Part II: Robots are reading receipts! And everything else you need to know about deep learning

In Part 1 of this machine learning series, I explained how Sensibill is applying deep learning techniques to read and understand the information presented on a receipt. In Part 2, I’m going to cover the actual architecture of our machine, and explain how Recurrent Neural Networks (RNNs) work. In particular, I want to introduce a type of RNN: Long-Short-Term Memory (LSTM).

The Gist of Recurrent Neural Networks 

First, let’s recap. An artificial neural network is an interconnected group of nodes or neurons, similar to a network of neurons in a brain. Artificial Neural Networks (ANNs) can be classified into two categories, according to the direction of information flow:

  1. Feedforward Neural Networks
  2. Recurrent Neural Networks

Feedforward neural networks are “simple” nets. Information flows strictly forward – from the inputs, through to the outputs.

Although feedforward networks have shown great potential for straightforward problems like image classification, they are lackluster when it comes to solving problems that require the network to “remember” information over time. In other words, a feedforward network can only learn to consider the current input it is exposed to, without any context of the past or the future.
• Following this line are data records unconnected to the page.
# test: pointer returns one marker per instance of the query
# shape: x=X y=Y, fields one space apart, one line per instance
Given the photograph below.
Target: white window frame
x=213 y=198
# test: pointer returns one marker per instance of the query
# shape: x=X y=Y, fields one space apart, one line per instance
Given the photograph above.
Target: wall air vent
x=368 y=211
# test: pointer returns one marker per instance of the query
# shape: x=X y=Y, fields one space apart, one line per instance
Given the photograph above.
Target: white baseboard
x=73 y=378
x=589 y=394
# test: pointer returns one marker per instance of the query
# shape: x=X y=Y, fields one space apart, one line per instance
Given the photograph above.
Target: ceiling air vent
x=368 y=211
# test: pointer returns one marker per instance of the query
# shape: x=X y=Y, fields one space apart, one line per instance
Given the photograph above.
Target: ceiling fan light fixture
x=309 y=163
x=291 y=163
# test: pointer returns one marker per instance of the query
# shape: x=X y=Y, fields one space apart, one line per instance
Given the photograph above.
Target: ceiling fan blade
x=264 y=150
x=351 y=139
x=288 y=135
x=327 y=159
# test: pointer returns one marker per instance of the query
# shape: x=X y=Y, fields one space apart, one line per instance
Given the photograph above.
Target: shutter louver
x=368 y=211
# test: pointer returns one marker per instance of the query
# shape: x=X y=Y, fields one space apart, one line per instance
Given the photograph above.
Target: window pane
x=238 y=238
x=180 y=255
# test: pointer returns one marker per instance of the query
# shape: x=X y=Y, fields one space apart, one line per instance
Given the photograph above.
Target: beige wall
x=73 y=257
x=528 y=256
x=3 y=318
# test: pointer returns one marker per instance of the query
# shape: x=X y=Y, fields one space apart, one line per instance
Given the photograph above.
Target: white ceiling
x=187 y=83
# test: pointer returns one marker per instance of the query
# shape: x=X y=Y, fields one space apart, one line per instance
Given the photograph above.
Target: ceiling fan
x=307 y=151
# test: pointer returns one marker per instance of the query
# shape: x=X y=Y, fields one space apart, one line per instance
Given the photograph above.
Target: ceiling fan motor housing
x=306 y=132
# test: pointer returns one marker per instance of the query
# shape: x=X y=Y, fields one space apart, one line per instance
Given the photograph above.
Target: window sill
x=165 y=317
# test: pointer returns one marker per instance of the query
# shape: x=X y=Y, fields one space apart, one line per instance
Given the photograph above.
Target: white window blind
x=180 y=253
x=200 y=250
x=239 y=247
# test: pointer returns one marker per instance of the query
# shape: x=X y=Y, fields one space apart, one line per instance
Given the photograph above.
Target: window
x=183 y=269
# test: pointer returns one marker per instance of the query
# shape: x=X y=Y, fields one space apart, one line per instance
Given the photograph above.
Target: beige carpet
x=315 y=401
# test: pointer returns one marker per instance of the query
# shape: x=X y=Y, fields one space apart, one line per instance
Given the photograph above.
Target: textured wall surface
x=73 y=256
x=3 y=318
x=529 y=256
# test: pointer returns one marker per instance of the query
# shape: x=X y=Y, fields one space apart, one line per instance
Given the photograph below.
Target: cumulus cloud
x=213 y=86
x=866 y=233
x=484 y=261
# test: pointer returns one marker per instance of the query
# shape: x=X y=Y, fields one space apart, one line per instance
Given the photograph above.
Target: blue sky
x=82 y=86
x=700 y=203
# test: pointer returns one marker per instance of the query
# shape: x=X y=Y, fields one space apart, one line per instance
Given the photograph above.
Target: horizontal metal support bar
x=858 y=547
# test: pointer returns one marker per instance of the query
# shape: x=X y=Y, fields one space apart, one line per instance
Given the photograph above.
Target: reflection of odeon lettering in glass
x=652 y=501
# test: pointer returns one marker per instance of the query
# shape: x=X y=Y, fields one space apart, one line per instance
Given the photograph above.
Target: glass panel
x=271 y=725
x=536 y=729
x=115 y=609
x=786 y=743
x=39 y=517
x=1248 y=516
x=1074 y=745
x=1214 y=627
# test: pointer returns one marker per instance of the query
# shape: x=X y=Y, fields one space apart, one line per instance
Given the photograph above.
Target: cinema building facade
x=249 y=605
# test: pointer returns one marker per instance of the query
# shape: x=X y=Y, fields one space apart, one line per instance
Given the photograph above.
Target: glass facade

Most interesting problems require understanding something in context. For example, in order to understand what you’re reading right now, your brain needs to remember what it read one word earlier, and one word before that. And it needs to keep remembering those words as it continues to process new words. Previous information, or context, matters to us.

Good robot! Bad robot! 

Reading a receipt may not be complicated per se, but it still requires us to understand basic sequential information. Characters on a receipt have no meaning in isolation. The information is contained in the sequence itself – the string of digits and characters. A price has no meaning if it’s not attached to an item or a total. They’re just numbers.

What we’re trying to do at Sensibill is train our machine to understand these patterns; basically, to learn the syntax of receipts. For everything presented on a receipt, we have a desired output: the right date, the time, the merchant name, products, SKUs, return date-  you get the idea.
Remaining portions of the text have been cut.